Nope, that is the difference between one saying it outright and one not. The uncertainty of agnostic atheist is still great enough not to merit theism thus belief in an afterlife.
That's a contradiction, if you're not certain, therefore there is a possibility, therefore hope--unless you want to live a life of misery, or at least an unfulfilled one, and then just die, which is entirely up to you.
Since the person in question does not belief in a "God" or accept the concept. Why believe in something which by their very thinking they do not believe in? "I do not believe in God but I believe in God" Nothing but a contradiction.
The correct statement is "I do not believe in God, but I do not
know that God doesn't exist." What you're really saying is that you don't know, but you hope there isn't, and/or you don't care.
You are also making claims as if deism has a unified belief system when it does not. "Our" view is really your view.
Deism is founded on one core tenet, that God may exist, but if It does, it does not interact in the universe. Any other deistic position must follow from that or it is something other than deism trying to glom on to the good name deists have, or at least had in the past, for being reasonable. There are many modern hyphenated forms of deism which are nothing more than demagogues looking for a niche they can suckle their egos from. Almost all are contradictory, and the few that aren't, like pandeism, are irrelevant flourishes, if an omnipotent, universe creating God is assumed.
The damage to society/individual religion and the religious can cause just as any person opposed to a view point they oppose does such as politics.
Not sure what you're saying there, but many new political positions are essentially identical to religion--especially in the primary reliance on blind faith. Socialism exploits crisis just like they used to do in the Stone Age. Sacrifices (determined not unsurprisingly by our dear trusted leaders) must be made.
What motivates me? Atoms and energy.
Not so bleak nor unrealistically joyous either. Seeing how life springs up all over the place as much as death and decay. Far from hopeless, its comforting and terryifing at the same time knowing that since it happened once, it can certainly happen. ........

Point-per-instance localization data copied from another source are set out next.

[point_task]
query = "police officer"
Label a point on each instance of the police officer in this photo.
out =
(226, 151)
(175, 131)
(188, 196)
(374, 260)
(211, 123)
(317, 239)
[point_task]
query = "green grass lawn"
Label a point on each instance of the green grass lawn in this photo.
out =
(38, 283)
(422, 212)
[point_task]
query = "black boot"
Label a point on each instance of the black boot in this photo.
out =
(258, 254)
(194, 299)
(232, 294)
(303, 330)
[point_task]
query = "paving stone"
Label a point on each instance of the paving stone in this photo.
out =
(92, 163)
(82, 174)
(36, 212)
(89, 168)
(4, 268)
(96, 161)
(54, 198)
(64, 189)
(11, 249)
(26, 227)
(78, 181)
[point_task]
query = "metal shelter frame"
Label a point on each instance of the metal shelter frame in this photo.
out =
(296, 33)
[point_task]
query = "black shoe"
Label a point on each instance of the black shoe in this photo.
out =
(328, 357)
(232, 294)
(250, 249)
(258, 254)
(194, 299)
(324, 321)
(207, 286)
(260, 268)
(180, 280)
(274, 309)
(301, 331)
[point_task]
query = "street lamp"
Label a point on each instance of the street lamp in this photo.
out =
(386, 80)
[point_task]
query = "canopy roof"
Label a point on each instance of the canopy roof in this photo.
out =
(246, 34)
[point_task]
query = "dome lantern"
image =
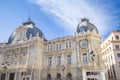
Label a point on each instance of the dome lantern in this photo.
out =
(85, 26)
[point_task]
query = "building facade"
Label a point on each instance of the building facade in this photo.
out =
(29, 56)
(111, 55)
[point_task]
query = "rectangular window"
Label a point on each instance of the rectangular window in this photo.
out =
(68, 45)
(60, 46)
(118, 54)
(24, 61)
(49, 61)
(15, 62)
(57, 47)
(84, 58)
(58, 60)
(69, 59)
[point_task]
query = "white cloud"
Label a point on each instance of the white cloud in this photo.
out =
(71, 11)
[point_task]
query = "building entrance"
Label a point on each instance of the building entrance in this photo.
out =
(93, 74)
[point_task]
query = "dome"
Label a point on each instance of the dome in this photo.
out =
(25, 31)
(85, 26)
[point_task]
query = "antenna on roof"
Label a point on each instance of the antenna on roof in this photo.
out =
(118, 28)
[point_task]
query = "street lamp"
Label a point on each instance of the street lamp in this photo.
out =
(63, 69)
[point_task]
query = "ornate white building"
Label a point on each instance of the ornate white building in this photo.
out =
(29, 56)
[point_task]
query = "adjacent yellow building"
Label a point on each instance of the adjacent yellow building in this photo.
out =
(28, 55)
(111, 55)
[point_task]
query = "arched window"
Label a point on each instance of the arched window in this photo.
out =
(69, 76)
(49, 77)
(58, 77)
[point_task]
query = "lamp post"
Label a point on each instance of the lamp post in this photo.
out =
(63, 69)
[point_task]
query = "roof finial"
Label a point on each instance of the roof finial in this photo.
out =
(29, 17)
(118, 28)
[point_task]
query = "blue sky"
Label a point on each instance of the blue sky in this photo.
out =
(59, 18)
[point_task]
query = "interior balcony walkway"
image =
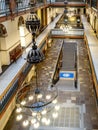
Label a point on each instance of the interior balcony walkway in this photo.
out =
(78, 107)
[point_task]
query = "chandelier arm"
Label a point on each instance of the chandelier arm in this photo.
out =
(39, 106)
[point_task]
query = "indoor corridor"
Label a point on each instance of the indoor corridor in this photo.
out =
(78, 106)
(78, 110)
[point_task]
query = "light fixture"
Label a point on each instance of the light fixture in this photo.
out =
(33, 101)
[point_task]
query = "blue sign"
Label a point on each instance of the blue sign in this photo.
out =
(66, 75)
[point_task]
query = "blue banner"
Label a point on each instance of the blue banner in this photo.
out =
(66, 75)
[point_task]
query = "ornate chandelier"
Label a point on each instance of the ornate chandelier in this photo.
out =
(34, 102)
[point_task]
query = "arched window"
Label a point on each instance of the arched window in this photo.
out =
(3, 31)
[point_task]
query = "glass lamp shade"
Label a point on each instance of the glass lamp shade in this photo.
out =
(35, 55)
(32, 23)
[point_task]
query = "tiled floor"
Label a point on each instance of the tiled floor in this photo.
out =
(78, 108)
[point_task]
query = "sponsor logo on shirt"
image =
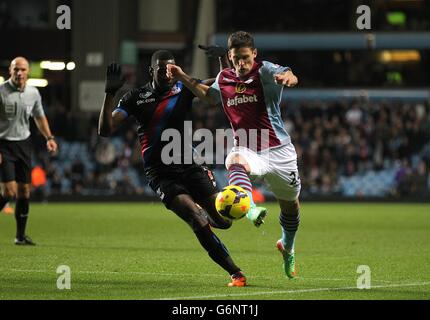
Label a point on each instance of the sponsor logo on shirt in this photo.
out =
(238, 100)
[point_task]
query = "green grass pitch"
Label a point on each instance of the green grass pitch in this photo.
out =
(143, 251)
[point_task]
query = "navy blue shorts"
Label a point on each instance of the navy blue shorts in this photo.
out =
(170, 181)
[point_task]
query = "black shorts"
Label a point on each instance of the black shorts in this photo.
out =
(15, 161)
(171, 181)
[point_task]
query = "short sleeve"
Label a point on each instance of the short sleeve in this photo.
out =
(269, 69)
(38, 111)
(125, 104)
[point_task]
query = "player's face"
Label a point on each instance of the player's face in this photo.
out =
(243, 60)
(159, 74)
(19, 72)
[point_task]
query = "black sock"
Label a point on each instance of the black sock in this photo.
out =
(216, 249)
(3, 202)
(21, 215)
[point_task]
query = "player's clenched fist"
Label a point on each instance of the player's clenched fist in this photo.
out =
(286, 79)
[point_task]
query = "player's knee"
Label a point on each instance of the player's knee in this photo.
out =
(237, 160)
(290, 207)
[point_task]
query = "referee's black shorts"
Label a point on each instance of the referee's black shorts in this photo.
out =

I'm big on science too, and a lot of modern science is finally debunking revealed religion, which is very gratifying.
And science is making great strides in cosmology: like the fact that until recently, we didn't know the expansion of space itself (which is not limited by relativity to the speed of light) is accelerating, and that the edge of the visible universe is going superluminal and disappearing from view. Like the smallest divisible units of time and space are known quantities, but there's nothing to say some things might be able to "shrink" and fit through those limits of space and time. That the new leading model (after 30 years) in the interpretation of quantum mechanics (the Transactional Interpretation), explains all quantum weirdness by theorizing that quantum transactions take place outside of this physical universe in the timeless ether, or nothingness, or whatever is beyond/through/"underneath" it.

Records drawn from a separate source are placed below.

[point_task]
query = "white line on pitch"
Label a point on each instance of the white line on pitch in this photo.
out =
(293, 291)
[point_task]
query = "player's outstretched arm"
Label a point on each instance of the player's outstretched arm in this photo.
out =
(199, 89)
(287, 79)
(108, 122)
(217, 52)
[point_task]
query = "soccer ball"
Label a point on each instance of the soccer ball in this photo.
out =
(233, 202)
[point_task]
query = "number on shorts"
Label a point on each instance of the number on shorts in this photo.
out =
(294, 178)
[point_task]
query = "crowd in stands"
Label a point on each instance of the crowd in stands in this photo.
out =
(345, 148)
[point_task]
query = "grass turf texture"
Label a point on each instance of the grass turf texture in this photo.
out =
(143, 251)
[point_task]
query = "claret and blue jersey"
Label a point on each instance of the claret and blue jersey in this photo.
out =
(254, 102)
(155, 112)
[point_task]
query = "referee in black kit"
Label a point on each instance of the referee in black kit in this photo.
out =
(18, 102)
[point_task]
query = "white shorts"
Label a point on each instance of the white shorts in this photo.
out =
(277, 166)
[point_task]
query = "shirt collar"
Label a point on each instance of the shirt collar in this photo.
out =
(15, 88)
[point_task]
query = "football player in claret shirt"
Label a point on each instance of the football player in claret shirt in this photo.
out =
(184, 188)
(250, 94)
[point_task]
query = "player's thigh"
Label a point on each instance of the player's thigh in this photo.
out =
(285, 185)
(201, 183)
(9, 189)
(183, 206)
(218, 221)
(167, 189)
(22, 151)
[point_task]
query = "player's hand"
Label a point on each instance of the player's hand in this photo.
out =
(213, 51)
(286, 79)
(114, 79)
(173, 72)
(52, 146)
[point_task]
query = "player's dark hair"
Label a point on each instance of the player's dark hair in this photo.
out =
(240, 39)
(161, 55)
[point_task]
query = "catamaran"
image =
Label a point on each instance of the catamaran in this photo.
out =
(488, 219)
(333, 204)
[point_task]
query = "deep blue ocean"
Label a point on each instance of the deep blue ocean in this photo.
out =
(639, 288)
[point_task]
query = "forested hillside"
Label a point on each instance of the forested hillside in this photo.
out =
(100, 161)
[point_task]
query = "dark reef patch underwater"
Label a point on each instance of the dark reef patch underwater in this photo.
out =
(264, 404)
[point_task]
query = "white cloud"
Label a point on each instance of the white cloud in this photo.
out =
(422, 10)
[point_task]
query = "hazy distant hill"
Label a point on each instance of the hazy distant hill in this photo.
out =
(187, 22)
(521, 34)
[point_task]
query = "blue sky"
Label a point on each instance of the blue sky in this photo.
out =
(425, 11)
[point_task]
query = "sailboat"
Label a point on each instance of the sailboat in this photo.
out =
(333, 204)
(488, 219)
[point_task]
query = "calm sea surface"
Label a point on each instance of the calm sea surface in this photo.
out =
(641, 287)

I don't really care what people believe.
The only time I'd bring it up is in debate or if my own beliefs were questioned.
So, you stopped by to say what, nothing? Thanks a pantload.

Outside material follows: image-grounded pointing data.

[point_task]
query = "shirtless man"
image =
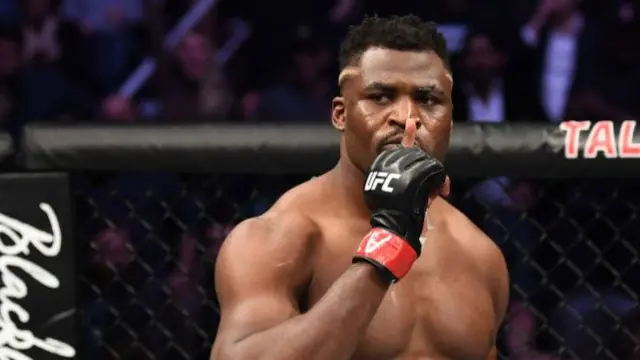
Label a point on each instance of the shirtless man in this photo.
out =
(334, 272)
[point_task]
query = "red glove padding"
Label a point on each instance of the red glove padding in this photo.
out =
(388, 251)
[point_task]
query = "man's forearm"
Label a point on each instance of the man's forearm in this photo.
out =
(331, 330)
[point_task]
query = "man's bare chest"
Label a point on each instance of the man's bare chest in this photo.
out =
(439, 310)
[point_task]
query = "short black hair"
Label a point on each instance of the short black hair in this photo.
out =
(404, 33)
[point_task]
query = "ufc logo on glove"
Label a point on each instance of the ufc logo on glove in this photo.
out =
(377, 178)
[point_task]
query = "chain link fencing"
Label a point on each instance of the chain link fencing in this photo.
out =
(151, 241)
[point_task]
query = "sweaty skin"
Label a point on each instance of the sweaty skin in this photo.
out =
(285, 281)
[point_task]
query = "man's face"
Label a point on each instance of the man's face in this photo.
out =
(387, 88)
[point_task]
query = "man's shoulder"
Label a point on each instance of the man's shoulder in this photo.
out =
(471, 237)
(286, 226)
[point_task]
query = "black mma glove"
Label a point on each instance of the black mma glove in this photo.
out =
(396, 190)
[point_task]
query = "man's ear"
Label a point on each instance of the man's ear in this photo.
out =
(338, 113)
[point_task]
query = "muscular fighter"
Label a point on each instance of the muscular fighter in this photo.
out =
(368, 261)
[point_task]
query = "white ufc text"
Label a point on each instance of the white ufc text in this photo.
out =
(16, 240)
(377, 178)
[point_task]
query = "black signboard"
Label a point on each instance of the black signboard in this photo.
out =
(37, 267)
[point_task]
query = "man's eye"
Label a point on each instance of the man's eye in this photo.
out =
(428, 101)
(380, 99)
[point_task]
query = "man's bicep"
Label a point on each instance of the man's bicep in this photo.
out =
(259, 276)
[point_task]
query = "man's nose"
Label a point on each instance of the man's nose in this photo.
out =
(404, 109)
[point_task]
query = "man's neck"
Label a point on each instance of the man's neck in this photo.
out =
(349, 183)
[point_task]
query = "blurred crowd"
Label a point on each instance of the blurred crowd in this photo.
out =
(513, 60)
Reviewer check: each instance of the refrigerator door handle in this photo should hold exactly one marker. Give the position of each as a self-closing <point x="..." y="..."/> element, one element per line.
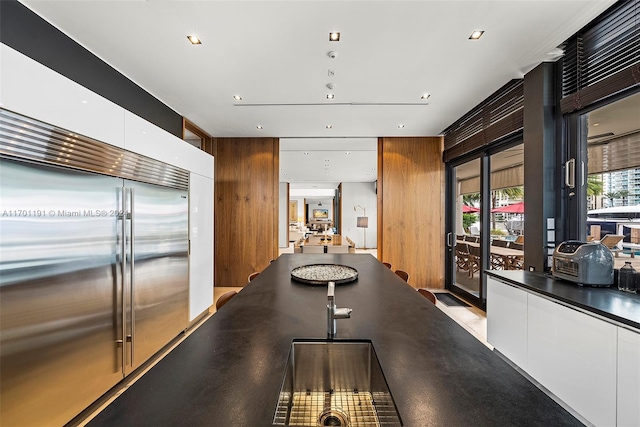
<point x="132" y="247"/>
<point x="123" y="271"/>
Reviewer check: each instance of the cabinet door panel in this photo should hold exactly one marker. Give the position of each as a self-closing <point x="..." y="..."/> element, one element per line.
<point x="574" y="356"/>
<point x="36" y="91"/>
<point x="628" y="378"/>
<point x="507" y="321"/>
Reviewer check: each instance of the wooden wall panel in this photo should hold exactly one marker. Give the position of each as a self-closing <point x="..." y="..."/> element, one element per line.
<point x="246" y="207"/>
<point x="411" y="208"/>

If I'm understanding you right, I'd never say to anyone who has a hope for God that there is no God. If it were not a debate or exchanging converation, I wouldn't impune on their belief because I disbelieve.
Even if you were touring a dungeon and were asked by one of them?
I don't know what an agnostic=atheist is? someone who doesn't believe in Gods even though he believes they may exist?
Yes. IOW, we can't claim certainty that there is no God. In my opinion, agnostic-atheism and agnostic-deism are the only two reasonable positions on the existence of God, and the only practical difference between them is hope.
I think it's the difference between maturity and immaturity. If someone blunts out and says there is no God to someone who wants hope, I find that inappropriate. Many older atheist I know got over that point and are more like "it is what it is. I got better things to do."
And if they haven't even the slightest curiosity now or at the end, that's up to them--though I find it curious that they aren't curious, and dismiss hope out-of-hand. But I think that really who you're talking about are simple materialists or humanists. They just to busy or aloof to care, for now.
What motivates a hard atheist to claim certainty that there is no God in the absence of any evidence for or against the universe being created. We know absolutely nothing before time zero.